Test 09: Coverage

Purpose

Verify that the model correctly identifies and flags high-risk groups, ensuring coverage of critical populations as defined by custom rules.

Required Inputs

From configs/env.sh:

WORK_DIR: Output directory for results
MODEL_PATH: Path to the model
REPOSITORY_PATH: Path to the data repository
TEST_SAMPLES: Path to the test samples
configs/coverage_groups.py: Python file with pandas rules to define high-risk groups

How to Run

From your TestKit folder, execute:

1	`./run.specific.sh 9`

Or include as part of the full suite:

1	`./run.sh`

What This Test Does

Uses custom rules (from coverage_groups.py) to define high-risk cohorts in your data
Checks how well the model flags these groups compared to random selection
Calculates coverage metrics and lift for each group at multiple score cutoffs

Output Location

Main log: ${WORK_DIR}/09.test_coverage.log

Example: Defining a Risk Group

Suppose we want to flag undiagnosed CKD patients with low eGFR (<65):

# Use getcol to find columns in the feature matrix DataFrame "df"
eGFR = getcol(df, 'eGFR_CKD_EPI.last.win_1_360')
# Define groups in the cohort_f dictionary
cohort_f['eGFR<65'] = df[eGFR] < 65

Example Output

Cohort eGFR<65 :: Has 19426 patient in cohort out of 605636 (3.2%)
Analyze cutoff 1.0% with score 0.51042 => covered 2246 (11.6%), total_flag 6057 (1.0%), 37.1% has condition in flagged.
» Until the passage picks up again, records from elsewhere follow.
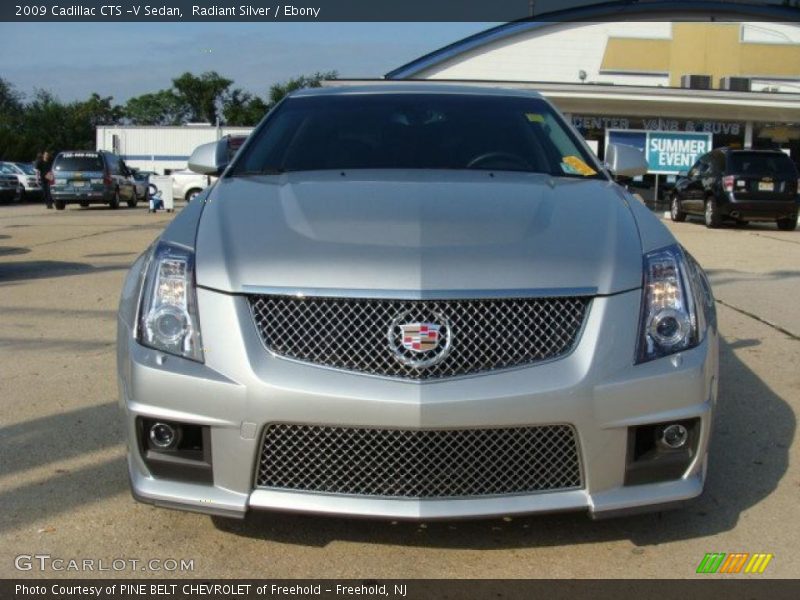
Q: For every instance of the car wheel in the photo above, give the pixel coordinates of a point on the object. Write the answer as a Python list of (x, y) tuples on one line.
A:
[(713, 220), (787, 224), (675, 210)]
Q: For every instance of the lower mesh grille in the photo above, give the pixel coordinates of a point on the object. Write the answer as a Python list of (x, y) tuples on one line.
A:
[(422, 463)]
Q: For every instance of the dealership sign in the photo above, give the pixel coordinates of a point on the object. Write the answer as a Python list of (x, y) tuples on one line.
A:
[(666, 152)]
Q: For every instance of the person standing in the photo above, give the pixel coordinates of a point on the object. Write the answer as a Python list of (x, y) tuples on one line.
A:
[(43, 165)]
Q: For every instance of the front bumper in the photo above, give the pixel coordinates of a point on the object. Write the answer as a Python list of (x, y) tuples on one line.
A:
[(242, 388)]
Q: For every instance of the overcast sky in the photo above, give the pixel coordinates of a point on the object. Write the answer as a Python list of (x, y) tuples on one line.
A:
[(127, 59)]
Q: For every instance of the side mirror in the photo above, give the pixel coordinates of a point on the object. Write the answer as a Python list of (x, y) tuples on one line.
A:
[(210, 159), (625, 161)]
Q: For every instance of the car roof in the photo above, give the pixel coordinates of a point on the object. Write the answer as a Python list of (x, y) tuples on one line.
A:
[(415, 88), (751, 150)]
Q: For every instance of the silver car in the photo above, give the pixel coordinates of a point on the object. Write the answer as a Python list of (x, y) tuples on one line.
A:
[(421, 302)]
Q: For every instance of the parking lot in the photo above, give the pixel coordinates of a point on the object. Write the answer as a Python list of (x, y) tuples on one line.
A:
[(63, 480)]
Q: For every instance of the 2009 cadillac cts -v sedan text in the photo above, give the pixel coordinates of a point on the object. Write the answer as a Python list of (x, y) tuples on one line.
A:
[(416, 301)]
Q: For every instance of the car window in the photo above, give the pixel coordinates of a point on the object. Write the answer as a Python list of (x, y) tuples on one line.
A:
[(717, 162), (696, 169), (762, 163), (78, 161), (415, 131)]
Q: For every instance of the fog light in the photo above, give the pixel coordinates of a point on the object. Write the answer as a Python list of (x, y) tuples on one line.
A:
[(163, 435), (674, 436)]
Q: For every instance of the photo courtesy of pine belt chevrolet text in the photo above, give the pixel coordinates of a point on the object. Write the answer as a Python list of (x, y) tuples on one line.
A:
[(417, 301)]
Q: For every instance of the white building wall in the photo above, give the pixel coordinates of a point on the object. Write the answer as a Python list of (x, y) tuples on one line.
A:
[(557, 54), (160, 148)]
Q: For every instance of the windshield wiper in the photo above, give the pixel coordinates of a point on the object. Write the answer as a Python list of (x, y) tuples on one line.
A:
[(266, 171)]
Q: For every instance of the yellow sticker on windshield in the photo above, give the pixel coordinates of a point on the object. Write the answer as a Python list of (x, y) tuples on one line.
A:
[(576, 165)]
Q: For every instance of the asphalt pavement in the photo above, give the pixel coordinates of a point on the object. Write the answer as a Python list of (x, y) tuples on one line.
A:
[(63, 482)]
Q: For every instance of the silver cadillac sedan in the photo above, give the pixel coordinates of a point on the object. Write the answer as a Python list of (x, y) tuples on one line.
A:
[(416, 301)]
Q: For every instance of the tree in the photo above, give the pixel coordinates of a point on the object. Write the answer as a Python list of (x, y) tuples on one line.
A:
[(279, 90), (11, 110), (243, 109), (203, 95), (160, 108)]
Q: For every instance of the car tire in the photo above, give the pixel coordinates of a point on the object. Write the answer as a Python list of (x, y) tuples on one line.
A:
[(787, 224), (675, 211), (711, 214)]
Lift=11.6
Analyze cutoff 3.0% with score 0.28844 => covered 5906 (30.4%), total_flag 18170 (3.0%), 32.5% has condition in flagged. Lift=10.1
Analyze cutoff 5.0% with score 0.19112 => covered 8761 (45.1%), total_flag 30282 (5.0%), 28.9% has condition in flagged. Lift=9.0
Analyze cutoff 10.0% with score 0.09499 => covered 13650 (70.3%), total_flag 60564 (10.0%), 22.5% has condition in flagged. Lift=7.0

How to Interpret Results

Review the lift values for each cutoff: high lift means the model flags high-risk patients much more often than random
Check the percentage of the cohort covered at each cutoff
Use these metrics to validate that the model is useful for identifying key populations

In the example output interpertation: The model targets patients with an eGFR below 65 (a cohort of 19,426 patients, or 3.2% of the total population of 605,636). Using a 1% population cutoff (score≥0.51042), the model flags 6,057 patients. Within this flagged group:

2,246 patients (or 11.6% of the total eGFR<65 group) are correctly identified.
The "lift" is 11.6, meaning the flagged patients are 11.6 times more likely to have eGFR<65 than a randomly selected patient.
The Precision (or probability of having eGFR<65 in the flagged group) is 37.1% (2,246/6,057). While most flagged patients have eGFR≥65, over a third have eGFR<65.